Pov sighed. "No, we probably shouldn't." He looked at her bleakly. "Infants are too vulnerable to x-ray radiation, and we're bound to catch some hard x-rays, especially if we attempt the Core. You know that. Kate should leave Chavi behind, too." His sister's baby daughter had just started to walk, getting into everything.
"Is Tully taking his kids?"
"Yes. So is Athena--but they're older, Avi, old enough to be safe in the shielded sections. A baby isn't. And that means the twins will have to stay here."
"With your mother, I suppose." Avi wrinkled her nose.
"Or Aunt Narilla. Somebody would have to stay behind. But I doubt either could turn their hearts and minds before we get back, true?" Pov found a comb in the cabinet for other straightening.
"True." Avi hesitated, watching his face. "Do you want me to give up Sail Deck?"
"No. How can you even ask that?" Pov turned to Avi and studied her expression. Avi hid so much from him, wanting to spare him, that sometimes he lacked a database on how hard she had to try. He saw his beloved's unhappy face and wished he had a magic wand, wished lots of things he somehow couldn't manage to give her. "Listen," he said softly, "anytime you want to back off on the culture adapting, it's okay. You want to be Russki, I'll love you as Russki. You want to keep trying to turn into Rom, I'll love you as Rom. It doesn't change what you are--and even if you do decide to change what you are, I'll still love you. Call it a constant, right?"

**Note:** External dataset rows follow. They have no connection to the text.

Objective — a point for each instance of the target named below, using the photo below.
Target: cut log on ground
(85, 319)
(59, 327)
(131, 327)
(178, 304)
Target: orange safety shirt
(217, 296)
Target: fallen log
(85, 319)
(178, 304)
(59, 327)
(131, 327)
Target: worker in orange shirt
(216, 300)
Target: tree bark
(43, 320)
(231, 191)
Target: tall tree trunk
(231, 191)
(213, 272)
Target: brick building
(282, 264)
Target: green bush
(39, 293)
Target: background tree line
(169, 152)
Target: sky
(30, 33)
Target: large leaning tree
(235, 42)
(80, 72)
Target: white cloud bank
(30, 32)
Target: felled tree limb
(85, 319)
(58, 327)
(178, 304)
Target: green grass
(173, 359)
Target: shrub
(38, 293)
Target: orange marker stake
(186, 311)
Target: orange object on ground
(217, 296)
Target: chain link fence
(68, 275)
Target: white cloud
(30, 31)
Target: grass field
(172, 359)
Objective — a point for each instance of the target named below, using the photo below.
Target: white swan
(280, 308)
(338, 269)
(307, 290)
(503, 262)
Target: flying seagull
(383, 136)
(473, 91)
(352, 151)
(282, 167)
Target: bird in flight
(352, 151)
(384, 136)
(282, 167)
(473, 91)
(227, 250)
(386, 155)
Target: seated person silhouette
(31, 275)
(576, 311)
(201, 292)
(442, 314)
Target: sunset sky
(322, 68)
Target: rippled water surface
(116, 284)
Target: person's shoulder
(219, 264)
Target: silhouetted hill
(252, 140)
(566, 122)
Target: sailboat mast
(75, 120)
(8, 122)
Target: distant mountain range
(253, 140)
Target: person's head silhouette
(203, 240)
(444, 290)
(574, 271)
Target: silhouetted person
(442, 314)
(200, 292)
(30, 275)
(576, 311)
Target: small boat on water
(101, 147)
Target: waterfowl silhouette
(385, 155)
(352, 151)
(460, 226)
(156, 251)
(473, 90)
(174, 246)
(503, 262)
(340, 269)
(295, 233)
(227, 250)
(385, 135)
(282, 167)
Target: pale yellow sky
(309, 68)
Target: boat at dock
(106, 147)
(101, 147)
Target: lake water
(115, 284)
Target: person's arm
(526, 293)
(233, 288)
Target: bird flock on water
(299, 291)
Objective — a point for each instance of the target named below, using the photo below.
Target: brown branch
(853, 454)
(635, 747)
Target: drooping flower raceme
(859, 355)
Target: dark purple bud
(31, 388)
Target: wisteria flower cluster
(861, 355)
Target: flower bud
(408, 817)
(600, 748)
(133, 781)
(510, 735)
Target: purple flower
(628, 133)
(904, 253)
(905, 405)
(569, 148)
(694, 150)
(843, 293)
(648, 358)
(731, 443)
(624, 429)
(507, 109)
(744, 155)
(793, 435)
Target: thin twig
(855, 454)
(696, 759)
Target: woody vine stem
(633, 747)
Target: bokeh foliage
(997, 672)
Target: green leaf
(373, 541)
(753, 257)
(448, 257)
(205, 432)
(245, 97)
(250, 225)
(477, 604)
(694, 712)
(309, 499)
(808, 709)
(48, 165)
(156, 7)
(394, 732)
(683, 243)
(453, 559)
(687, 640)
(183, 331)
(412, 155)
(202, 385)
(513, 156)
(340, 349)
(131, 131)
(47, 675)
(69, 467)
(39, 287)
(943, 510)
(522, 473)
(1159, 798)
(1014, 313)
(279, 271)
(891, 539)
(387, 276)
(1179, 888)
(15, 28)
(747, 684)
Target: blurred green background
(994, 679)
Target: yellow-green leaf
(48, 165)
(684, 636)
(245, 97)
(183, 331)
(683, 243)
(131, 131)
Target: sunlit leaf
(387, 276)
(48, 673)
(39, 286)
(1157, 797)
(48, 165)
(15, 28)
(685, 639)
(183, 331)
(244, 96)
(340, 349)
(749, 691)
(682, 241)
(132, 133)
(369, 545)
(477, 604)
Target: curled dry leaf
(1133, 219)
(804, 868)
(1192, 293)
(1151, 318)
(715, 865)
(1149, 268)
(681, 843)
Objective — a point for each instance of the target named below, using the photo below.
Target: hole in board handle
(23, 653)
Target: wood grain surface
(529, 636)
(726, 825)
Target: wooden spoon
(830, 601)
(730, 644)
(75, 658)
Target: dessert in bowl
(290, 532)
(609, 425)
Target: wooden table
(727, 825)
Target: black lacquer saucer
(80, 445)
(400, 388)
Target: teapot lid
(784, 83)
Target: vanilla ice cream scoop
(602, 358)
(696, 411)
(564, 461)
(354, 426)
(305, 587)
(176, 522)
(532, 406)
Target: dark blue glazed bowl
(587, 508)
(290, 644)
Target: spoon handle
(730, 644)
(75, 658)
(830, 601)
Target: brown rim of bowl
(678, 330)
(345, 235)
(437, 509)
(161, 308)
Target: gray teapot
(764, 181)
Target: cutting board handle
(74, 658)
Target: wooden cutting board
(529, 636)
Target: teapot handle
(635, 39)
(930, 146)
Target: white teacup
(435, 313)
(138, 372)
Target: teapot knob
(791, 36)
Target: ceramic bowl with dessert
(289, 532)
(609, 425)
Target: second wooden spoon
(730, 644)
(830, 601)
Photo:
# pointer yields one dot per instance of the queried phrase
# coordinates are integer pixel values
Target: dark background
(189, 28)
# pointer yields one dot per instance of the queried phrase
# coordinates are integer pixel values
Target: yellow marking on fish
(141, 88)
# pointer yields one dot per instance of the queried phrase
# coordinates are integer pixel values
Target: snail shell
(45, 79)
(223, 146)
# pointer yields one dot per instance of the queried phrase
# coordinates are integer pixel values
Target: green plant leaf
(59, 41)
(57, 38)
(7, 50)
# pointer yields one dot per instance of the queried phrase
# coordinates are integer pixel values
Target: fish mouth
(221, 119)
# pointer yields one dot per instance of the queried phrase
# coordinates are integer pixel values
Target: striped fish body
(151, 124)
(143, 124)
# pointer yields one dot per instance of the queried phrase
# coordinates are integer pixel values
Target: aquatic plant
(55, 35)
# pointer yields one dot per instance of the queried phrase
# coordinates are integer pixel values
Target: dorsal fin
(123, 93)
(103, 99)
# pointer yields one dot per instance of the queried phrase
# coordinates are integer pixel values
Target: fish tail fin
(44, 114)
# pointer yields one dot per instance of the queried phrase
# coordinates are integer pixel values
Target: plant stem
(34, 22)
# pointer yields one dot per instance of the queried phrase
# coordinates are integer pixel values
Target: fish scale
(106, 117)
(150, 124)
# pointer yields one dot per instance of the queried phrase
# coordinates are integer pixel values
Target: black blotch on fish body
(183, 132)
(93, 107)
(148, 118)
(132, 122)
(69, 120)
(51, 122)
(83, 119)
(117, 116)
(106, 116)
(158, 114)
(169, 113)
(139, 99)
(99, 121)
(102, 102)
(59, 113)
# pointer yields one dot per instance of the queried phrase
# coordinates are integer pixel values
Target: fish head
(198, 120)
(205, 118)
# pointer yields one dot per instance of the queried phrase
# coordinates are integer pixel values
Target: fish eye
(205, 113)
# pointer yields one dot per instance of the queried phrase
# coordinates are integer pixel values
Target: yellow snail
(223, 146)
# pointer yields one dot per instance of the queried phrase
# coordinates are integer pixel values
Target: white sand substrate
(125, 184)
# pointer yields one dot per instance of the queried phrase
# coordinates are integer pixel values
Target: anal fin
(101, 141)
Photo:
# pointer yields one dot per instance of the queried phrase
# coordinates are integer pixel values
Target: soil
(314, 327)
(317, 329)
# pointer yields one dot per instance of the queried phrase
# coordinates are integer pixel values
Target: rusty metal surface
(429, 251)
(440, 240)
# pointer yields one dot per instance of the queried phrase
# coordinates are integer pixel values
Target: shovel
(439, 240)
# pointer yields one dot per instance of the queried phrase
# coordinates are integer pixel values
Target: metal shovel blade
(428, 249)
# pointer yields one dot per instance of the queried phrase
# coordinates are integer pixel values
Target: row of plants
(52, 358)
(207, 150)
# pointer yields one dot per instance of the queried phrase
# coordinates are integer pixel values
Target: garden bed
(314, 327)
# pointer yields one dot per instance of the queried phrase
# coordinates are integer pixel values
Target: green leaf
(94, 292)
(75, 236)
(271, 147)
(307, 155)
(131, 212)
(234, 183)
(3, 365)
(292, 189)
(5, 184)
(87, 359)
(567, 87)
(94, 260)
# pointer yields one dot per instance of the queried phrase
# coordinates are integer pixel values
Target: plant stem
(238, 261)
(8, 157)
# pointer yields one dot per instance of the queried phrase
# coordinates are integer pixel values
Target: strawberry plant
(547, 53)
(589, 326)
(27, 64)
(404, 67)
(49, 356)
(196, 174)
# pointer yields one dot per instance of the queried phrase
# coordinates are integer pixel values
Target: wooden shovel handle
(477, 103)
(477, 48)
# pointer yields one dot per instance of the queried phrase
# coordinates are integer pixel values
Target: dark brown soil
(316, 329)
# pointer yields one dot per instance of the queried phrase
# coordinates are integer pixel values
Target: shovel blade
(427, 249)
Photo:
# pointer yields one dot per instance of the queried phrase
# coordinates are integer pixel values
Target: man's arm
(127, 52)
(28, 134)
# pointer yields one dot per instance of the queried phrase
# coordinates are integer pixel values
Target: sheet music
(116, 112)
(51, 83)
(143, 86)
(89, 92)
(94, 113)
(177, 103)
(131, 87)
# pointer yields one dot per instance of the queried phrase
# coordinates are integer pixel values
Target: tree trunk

"So tell me what you want on this bori item."
"Why is what I want the main factor?" he asked her. "Why should you make all the changes? Why should you give up what feels comfortable to you, just so I can feel comfortable?"
"I want you to 'feel comfortable,'" Avi said stubbornly.
"We have a problem, I think. I want you to have everything, and you want me to have everything, and so we go toe-dancing around every time we have another of our culture-shock discussions. There's got to be a better way. How about trading off each time? First the Rom wins, then the Russki, then turnabout again. It'll average out."
"Humph."
"Indeed."
"I don't want to move in with your family," Avi said. "Not with Bavol and Patia there."
"Neither do I."
"And I don't want to leave the twins behind."
Pov sighed. "But--"
"It's part of being a cloudship, taking the twins wherever we go," Avi said in a low voice. "It's part of being a family, too, both Rom and cloudship. Kate says Rom children always travel with their parents, whatever the dangers. So it's part of our road together, Russki and Rom, of not being separated, ever. And it's part of me, never leaving my children." She firmed her jaw and looked at him squarely.
"They could be hurt, Avi," he protested. "It's too dangerous, especially at their age."
"You or I could be hurt at the Nebula. Everybody could be hurt. But that's part of our road, the road I want the twins to have and never to lose, not even now. So I'm telling you what I want, part of the everything." She quirked her mouth and looked away. "God, what a hard choice this is. But I don't think it's just my selfishness, wanting them by me. I think it's important for other reasons. Can you understand?"
"Yes, I do," he said slowly. "And I think you're right."
"Well, we still have a few days to decide."
"Haven't we decided already?" He saw her lift her chin, and she took a shaky breath.
"Yes," she said. They both gusted their breath at the same moment, then laughed softly at each other. "Love you," Avi said.
He leaned to kiss her. "Thank you for being patient, Avi," he said. "Thank you for trying."
"Surely, Pov. Though I'd thought it'd be easier by now."
"Bavol and Patia aren't helping, I agree. I suppose it's not much comfort to tell you my mother is actually being quite moderate, compared to what she could do."
"You're right. It's not." Avi plucked a towel from the rack and covered her head, then walked out of the bathroom, drying her hair.